Danielle M. Stevens1,2 and Gitta Coaker1.
1Department of Plant Pathology, University of California, Davis, USA
2Integrative Genetics and Genomics Graduate Program, University of California, Davis, USA
permissR is an R script for finding permissive sites, i.e. sites which appear to contain no functionally encoded information, proteins, regulatory regions, and mobile elements.

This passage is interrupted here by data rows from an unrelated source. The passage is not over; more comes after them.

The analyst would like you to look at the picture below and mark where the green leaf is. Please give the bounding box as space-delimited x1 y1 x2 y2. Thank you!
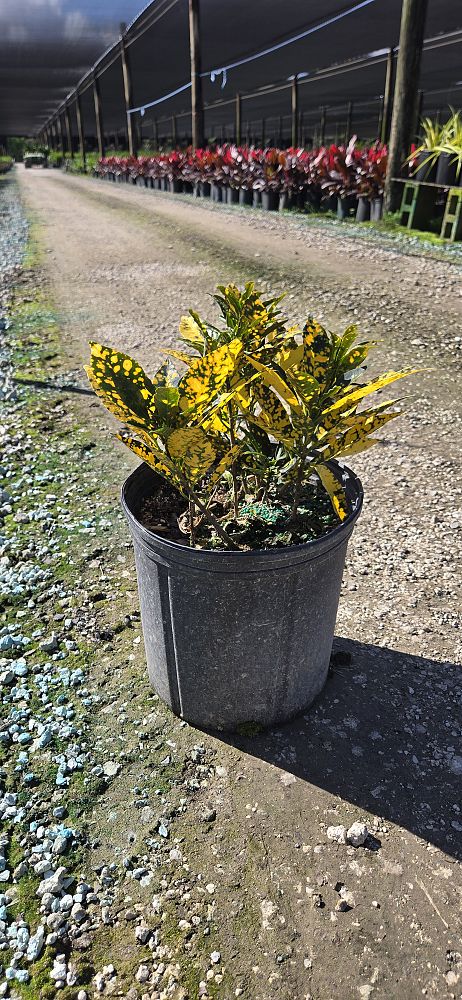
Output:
154 385 180 424
315 465 350 521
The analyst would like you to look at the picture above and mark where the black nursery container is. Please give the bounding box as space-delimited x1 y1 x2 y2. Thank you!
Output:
122 462 363 730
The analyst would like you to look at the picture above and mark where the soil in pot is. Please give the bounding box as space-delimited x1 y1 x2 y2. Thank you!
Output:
139 482 338 550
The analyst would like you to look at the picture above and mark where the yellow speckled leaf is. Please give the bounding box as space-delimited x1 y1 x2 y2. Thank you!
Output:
246 355 302 413
152 361 178 389
274 344 305 372
179 338 242 411
167 427 216 482
253 382 290 434
315 465 349 521
117 431 183 493
85 343 154 426
166 351 195 365
300 316 332 384
324 368 419 413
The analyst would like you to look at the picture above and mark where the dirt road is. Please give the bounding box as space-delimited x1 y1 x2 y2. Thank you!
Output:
19 171 462 1000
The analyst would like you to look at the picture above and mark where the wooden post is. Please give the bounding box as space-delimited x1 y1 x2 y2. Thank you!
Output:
64 104 74 159
413 90 424 141
75 94 87 173
120 34 136 156
56 114 66 159
93 73 104 157
234 94 242 146
345 101 353 146
292 74 298 148
189 0 204 149
319 108 326 146
385 0 428 212
379 49 395 142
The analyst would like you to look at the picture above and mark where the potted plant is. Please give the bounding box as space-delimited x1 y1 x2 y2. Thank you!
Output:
405 118 447 184
253 149 285 212
355 142 388 222
87 282 416 730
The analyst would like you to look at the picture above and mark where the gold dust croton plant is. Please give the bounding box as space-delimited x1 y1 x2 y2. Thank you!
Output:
86 282 416 549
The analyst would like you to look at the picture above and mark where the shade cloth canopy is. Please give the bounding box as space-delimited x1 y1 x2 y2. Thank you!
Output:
0 0 462 137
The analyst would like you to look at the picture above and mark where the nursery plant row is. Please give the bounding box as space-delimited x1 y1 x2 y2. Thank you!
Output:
94 137 387 221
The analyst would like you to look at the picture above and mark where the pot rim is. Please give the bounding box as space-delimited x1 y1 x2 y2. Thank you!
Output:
120 460 364 570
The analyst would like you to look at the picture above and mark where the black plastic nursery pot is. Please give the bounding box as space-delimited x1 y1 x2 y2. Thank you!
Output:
121 462 363 731
356 195 371 222
226 187 239 205
239 188 253 205
261 191 279 212
436 153 457 187
371 195 383 222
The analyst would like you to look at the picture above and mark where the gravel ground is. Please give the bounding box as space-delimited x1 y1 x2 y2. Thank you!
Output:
0 171 462 1000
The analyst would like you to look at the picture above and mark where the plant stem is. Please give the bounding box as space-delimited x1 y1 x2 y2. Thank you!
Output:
175 469 240 552
189 497 196 548
289 443 308 521
228 403 239 517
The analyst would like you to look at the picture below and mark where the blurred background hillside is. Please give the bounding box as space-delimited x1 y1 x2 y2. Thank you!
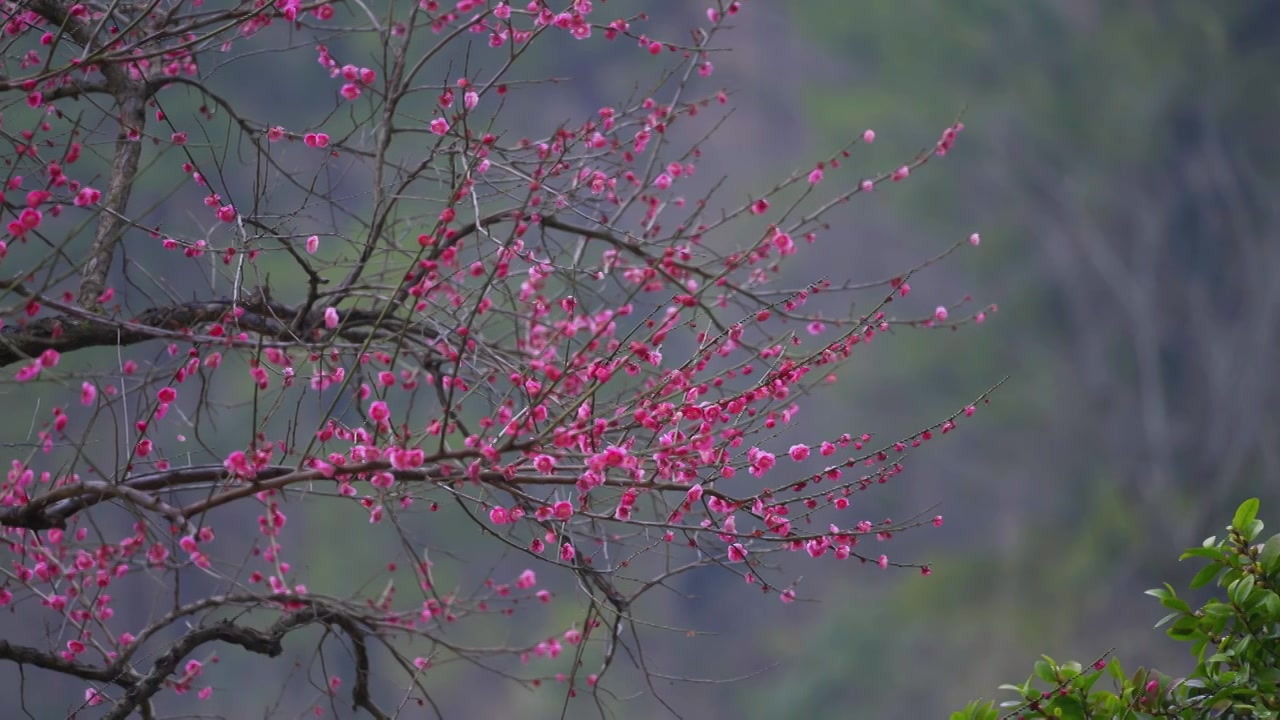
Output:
5 0 1280 720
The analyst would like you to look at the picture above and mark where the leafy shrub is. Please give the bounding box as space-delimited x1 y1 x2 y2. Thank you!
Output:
951 498 1280 720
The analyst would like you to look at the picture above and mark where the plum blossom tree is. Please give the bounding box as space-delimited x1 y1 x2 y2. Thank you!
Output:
0 0 989 717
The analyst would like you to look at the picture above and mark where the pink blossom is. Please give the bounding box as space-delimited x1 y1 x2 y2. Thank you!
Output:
516 569 538 591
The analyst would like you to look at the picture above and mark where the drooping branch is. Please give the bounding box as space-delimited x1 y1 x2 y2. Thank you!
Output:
104 598 388 720
0 284 409 368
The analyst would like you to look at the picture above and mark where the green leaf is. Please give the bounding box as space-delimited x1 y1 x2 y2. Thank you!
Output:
1231 497 1260 532
1190 562 1222 589
1240 520 1266 542
1261 592 1280 623
1178 547 1222 560
1258 534 1280 575
1226 575 1253 605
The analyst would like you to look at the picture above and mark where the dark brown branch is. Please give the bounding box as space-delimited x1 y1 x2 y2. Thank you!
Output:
103 600 388 720
0 639 141 688
0 283 391 368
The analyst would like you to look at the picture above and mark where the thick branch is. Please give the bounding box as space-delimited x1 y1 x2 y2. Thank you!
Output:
0 286 386 368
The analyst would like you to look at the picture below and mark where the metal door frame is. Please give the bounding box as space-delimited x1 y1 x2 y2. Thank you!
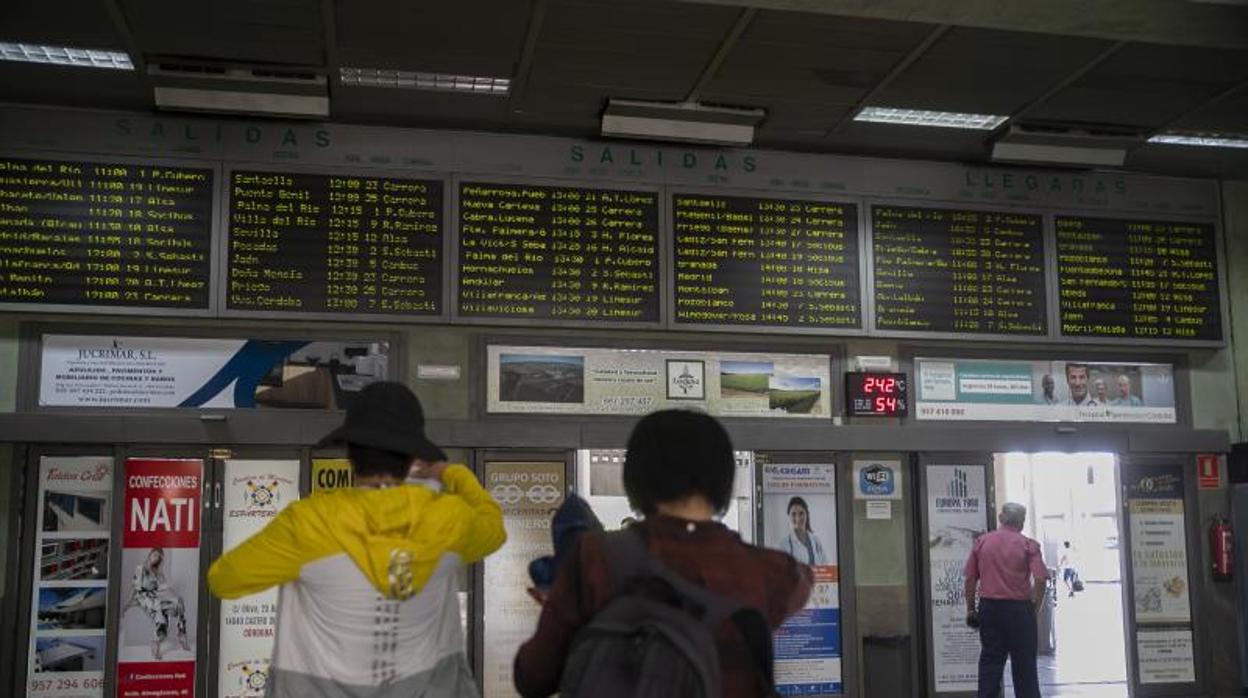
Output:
1119 453 1209 698
912 451 996 698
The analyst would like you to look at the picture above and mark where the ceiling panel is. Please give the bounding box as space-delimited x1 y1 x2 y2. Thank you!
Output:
0 0 125 50
0 62 152 110
1127 145 1248 180
1031 45 1248 129
544 0 741 43
1169 86 1248 132
336 0 530 77
741 10 932 54
704 11 931 106
121 0 324 65
871 27 1111 115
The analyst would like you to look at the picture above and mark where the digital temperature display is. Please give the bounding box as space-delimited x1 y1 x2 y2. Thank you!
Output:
845 373 910 417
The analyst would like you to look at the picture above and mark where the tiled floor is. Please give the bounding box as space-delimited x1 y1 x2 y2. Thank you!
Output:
1006 582 1127 698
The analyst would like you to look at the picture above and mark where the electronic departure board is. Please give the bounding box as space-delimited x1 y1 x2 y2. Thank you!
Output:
226 171 443 316
871 206 1048 336
458 182 659 323
671 194 862 330
1055 216 1222 340
0 157 213 310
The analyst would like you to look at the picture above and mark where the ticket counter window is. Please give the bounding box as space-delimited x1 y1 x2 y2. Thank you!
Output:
577 448 754 542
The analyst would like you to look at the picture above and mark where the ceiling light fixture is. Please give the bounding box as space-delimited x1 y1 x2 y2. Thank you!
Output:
0 41 135 70
854 106 1010 131
338 67 512 96
602 100 768 146
1148 132 1248 147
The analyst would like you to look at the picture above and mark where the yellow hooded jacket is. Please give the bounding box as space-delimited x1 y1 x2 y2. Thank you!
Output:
208 465 507 698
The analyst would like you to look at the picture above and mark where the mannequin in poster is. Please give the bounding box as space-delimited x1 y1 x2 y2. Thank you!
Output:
771 497 827 564
121 548 191 659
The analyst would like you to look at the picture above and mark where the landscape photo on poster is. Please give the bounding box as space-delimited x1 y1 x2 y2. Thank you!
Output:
768 373 824 415
44 489 112 533
39 538 109 582
36 587 109 631
719 360 775 400
498 353 585 403
35 634 105 673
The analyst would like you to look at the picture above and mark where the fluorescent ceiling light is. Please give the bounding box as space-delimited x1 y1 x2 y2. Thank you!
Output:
0 41 135 70
602 99 768 146
154 85 329 119
1148 134 1248 147
338 67 512 96
854 106 1010 131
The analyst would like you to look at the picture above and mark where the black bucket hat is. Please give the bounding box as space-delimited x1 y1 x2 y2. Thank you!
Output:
317 381 447 462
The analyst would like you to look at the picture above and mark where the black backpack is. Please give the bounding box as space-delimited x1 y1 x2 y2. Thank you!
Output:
559 529 775 698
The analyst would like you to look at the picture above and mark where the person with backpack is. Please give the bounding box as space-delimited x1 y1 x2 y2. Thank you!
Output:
513 410 812 698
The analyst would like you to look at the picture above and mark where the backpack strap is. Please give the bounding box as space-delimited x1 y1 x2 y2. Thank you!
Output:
603 527 775 696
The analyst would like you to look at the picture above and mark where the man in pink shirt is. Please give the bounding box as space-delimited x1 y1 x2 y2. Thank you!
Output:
962 502 1048 698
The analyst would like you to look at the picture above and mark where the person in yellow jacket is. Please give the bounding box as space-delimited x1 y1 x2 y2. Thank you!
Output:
208 382 507 698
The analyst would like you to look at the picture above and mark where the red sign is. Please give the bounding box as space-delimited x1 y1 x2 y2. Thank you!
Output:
117 458 203 698
1196 453 1222 489
122 458 203 548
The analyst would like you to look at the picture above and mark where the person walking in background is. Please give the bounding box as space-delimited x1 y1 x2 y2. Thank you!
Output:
1057 541 1083 597
513 410 812 698
963 502 1048 698
771 497 827 564
208 382 507 698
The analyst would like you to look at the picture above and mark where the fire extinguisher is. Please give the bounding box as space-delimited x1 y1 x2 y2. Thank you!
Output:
1209 517 1234 582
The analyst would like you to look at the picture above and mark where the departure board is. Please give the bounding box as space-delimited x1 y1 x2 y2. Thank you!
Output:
671 194 862 330
0 157 213 310
458 182 659 323
871 206 1048 336
1055 216 1222 341
226 171 443 316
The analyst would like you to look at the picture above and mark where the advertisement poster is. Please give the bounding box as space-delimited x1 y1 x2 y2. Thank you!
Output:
487 345 832 420
217 460 300 698
1136 629 1196 683
480 461 567 698
26 456 114 698
39 335 389 410
915 358 1177 425
312 458 354 496
117 458 203 698
763 463 842 696
854 460 901 499
1127 466 1192 626
927 466 988 693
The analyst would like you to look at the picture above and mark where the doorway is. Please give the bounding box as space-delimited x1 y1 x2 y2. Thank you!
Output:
993 453 1129 698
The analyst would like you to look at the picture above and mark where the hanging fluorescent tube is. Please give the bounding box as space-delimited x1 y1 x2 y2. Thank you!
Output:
0 41 135 70
1148 132 1248 147
854 106 1010 131
338 67 512 96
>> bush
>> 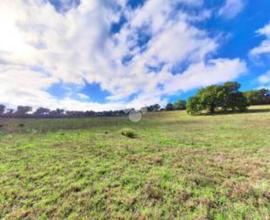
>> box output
[121,128,137,138]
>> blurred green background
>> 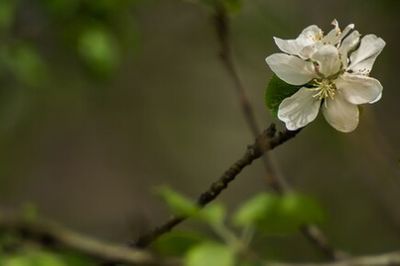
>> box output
[0,0,400,260]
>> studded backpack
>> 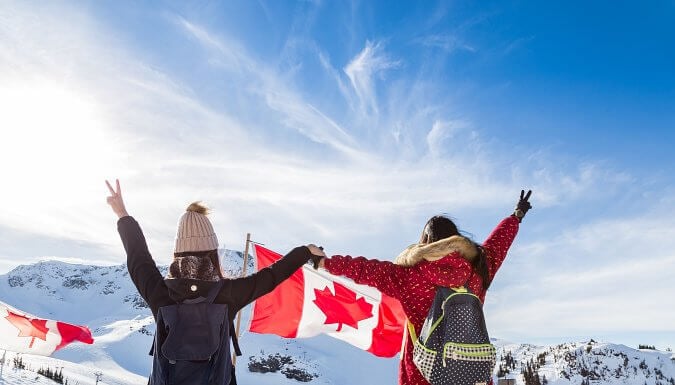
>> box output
[408,282,496,385]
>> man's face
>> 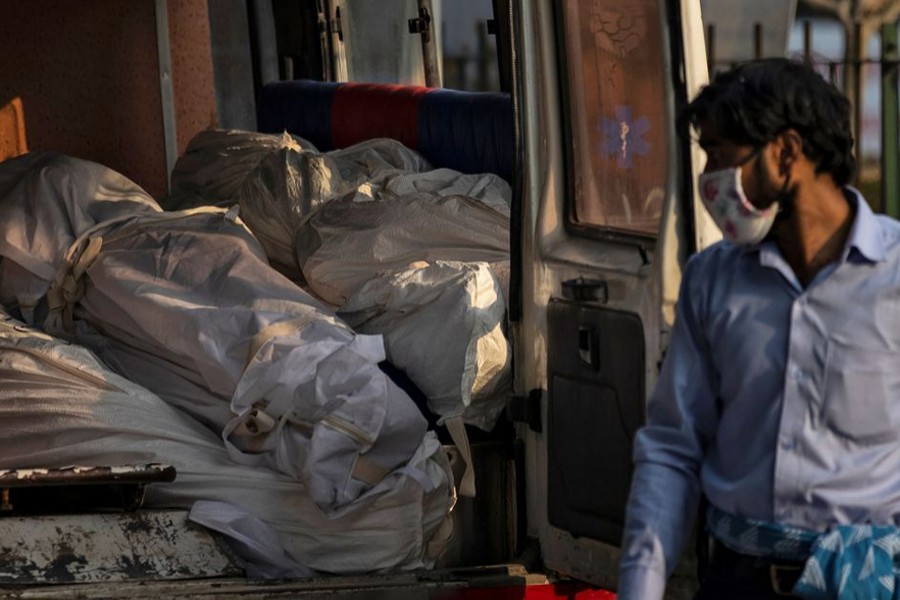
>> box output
[698,121,781,209]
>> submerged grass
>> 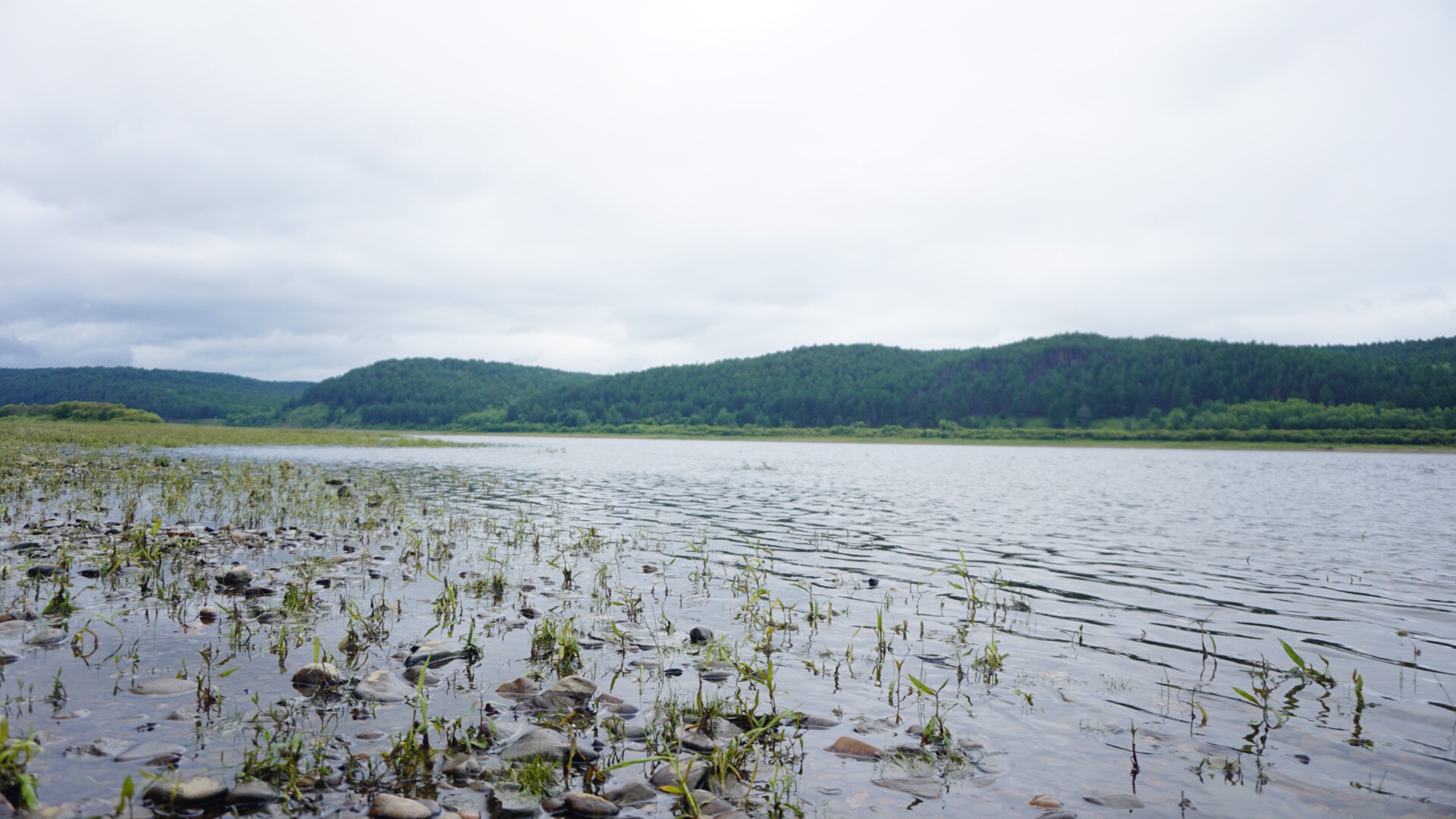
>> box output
[0,422,1426,817]
[0,417,459,447]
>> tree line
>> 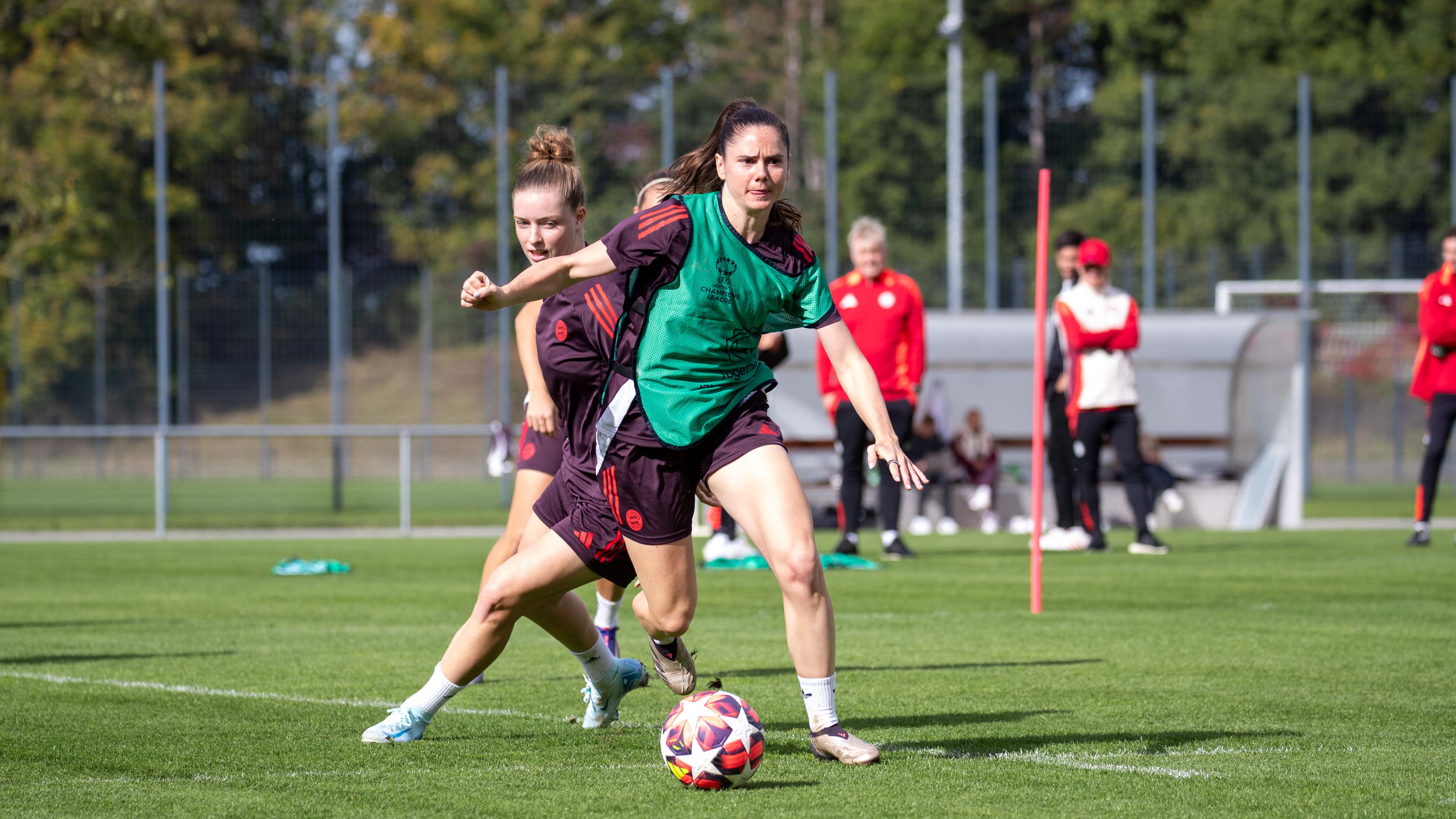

This package works intandom with pSelAct Express, a vector modified for gene expression in the chromosome of a permissive site. Therefore, the decisions to find such sites are ranked for this purpose.
permissR tries to identify sites which are at least 1.5 kB in length (for relatively easy, specific recombination), that contain no protein encoding genes, no mobile elements which may trigger structural changes, and are ranked by complexity to make cloning a little easier (i.e. reasonable GC-content). The outputs of this pipeline include one folder of figures which inlcudes an asessment of the overall genome, figures for regions of interest, tab-delimited text file with the ranked list of sites, and finally a tab-delimited file of any sites which share some degree of homology with the predicted site (this is only procurred if there are any). This pipeline was designed for bacteria and in its current state, not recommended on eurkaryotes.
To install, type the following code into your R console:
install.packages("devtools")
devtools::install_github("DanielleMStevens/permissR")
ISEScan can be installed easily with conda. For info on how to intall conda, see this Github repo. We can then run it in one of two ways: 1) on the terminal directly or 2) on the terminal through the R-console.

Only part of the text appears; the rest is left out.